From toddlers to twos, biting is an unavoidable topic. While developmentally appropriate, and completely normal in many ways, biting is still an uncomfortable and sometimes scary reality for many families. When you find yourself asking, why, why, why, here are some common answers:
- Expressing emotion: Oddly enough, young toddlers can bite as a way of showing love. “Toddlers have really intense feelings but don’t know how to show them,” says Dirk Flower, chartered psychologist. “Biting can be a way of expressing their feelings.”
- Experimenting: Toddlers are learning how their body works – they put things in their mouths, and sometimes nip. It’s impulsive and they don’t mean to hurt. Often, a baby chomps on someone when they’re teething. Sometimes toddlers nip when they’re over-excited or over stimulated. Things smell good, look good, so a young child thinks, how does it taste? Then they go for it!
- Defending: Young children learn to bite as a defense, especially if they can’t talk. Sometimes changes or upsets at home can bring on this type of biting. “These children are trying to establish a safety zone,” explains Dirk Flower. “When you bite, your victim moves away – it’s a great defense.”

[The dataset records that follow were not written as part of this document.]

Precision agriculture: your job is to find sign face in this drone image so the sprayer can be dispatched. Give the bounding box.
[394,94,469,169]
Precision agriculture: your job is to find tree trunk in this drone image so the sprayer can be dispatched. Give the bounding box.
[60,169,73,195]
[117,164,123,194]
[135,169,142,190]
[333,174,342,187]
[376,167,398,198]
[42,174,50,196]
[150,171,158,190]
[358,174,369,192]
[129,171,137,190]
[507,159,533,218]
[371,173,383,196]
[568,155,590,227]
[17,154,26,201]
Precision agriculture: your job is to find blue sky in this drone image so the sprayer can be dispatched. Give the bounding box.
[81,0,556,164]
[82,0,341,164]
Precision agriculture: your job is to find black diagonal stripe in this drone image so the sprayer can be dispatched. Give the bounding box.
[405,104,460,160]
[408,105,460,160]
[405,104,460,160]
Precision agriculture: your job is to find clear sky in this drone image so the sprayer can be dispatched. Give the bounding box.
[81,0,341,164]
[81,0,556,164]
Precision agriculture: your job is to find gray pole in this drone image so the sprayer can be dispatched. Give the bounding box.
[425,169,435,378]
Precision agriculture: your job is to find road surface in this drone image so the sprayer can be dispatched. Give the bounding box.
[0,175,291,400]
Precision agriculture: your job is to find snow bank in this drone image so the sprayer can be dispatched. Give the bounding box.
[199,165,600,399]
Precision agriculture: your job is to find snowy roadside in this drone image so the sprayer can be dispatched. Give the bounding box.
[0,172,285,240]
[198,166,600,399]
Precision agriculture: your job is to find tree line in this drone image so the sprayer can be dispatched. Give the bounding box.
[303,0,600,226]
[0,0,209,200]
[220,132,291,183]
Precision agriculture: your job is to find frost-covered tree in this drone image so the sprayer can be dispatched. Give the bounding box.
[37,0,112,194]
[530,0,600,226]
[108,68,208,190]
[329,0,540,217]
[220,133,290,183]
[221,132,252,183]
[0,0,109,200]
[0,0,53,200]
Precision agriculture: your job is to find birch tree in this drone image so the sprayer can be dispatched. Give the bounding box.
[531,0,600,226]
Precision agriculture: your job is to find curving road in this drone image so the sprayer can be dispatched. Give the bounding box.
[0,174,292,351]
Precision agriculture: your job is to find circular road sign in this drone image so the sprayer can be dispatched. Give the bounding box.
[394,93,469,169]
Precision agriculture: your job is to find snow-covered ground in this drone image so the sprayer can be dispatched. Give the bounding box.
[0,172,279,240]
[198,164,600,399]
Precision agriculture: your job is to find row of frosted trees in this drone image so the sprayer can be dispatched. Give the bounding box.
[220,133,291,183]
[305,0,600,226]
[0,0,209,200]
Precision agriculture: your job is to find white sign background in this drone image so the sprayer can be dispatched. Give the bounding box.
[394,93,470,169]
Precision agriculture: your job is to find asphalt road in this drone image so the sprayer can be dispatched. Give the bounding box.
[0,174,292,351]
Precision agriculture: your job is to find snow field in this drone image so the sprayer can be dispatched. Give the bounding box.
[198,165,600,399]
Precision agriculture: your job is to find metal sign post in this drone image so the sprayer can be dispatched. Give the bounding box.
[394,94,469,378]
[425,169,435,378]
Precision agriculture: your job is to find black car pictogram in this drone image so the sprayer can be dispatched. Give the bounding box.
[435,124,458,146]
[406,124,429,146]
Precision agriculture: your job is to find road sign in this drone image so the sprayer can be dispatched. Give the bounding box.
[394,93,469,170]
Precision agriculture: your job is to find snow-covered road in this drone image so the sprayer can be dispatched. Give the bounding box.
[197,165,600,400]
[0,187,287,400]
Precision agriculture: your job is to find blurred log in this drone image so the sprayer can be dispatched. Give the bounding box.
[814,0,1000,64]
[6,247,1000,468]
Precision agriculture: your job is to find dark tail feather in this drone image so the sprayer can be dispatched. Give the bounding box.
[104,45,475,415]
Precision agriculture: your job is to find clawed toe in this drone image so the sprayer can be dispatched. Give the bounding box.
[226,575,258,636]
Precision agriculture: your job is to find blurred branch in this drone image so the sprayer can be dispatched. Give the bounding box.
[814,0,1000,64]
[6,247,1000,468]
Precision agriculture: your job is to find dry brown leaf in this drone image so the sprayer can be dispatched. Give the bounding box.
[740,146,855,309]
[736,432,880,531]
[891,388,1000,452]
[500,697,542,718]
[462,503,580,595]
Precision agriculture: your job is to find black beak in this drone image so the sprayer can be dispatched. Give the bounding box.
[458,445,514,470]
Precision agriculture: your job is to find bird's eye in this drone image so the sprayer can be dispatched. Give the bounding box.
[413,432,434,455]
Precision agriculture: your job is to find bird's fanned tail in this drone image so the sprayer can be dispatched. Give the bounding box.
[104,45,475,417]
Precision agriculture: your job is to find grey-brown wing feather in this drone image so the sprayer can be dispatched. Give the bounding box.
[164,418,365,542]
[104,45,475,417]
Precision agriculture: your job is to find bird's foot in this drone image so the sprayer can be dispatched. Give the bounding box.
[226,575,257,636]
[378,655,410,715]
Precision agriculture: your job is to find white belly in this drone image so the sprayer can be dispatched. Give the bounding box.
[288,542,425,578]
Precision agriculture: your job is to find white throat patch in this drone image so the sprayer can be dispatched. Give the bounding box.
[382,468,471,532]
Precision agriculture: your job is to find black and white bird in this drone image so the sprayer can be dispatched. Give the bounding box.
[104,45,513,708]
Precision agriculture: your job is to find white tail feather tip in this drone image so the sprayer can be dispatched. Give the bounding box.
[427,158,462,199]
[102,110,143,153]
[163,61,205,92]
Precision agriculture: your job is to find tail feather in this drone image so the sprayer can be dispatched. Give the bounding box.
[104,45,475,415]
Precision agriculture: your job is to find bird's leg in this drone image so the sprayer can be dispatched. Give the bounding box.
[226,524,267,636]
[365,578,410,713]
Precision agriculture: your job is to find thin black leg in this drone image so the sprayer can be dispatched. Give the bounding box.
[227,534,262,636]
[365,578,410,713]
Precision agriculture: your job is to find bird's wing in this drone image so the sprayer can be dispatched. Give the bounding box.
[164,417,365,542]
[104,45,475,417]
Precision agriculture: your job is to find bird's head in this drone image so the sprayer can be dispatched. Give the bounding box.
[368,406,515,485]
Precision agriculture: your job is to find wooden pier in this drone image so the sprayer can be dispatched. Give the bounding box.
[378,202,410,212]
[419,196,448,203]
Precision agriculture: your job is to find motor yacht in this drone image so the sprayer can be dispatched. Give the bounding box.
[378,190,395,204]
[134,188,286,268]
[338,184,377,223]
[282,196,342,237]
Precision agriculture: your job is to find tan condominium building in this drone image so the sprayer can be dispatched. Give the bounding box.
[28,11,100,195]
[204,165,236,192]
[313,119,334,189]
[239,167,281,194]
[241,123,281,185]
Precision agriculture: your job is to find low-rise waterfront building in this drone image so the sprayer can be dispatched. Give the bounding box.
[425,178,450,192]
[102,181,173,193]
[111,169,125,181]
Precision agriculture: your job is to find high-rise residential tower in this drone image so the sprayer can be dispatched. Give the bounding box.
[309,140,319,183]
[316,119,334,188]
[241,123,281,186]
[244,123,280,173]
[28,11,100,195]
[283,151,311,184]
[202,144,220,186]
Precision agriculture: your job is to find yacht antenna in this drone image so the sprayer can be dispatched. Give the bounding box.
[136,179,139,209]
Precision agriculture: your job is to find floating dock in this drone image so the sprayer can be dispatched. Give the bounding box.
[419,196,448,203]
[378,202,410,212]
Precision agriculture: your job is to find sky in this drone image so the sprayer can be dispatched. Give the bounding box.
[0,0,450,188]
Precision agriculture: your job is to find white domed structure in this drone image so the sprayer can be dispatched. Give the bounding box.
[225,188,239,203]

- Controlling: Some children know biting is a way of getting other children – or their parents – to do what they want. They don’t always do this consciously. It may happen when a group of children are jostling to be leader. Sometimes the youngest child in the family bites to gain power. And as any child who’s ever tried it has learnt, biting is a fantastic way of getting attention – and so what if it’s negative?
- Frustrated or irritated: Your child wants a toy back. Or they want a biscuit or adult attention, or can’t cope with a situation. They may not understand turn-taking and sharing. Or things may have changed at home or the child feels under stress. Your child doesn’t necessarily mean to cause harm, but just can’t find the words to express themselves.
While we don’t like it, and try very hard to prevent and redirect these types of behaviors, biting can still occur. Depending on the ‘why’ you can then partner with your child’s teacher to come up with a plan. Just remember at the end of the day, your little one is exhibiting normal toddler/twos behavior, and we will work together to redirect that behavior into a positive growth experience.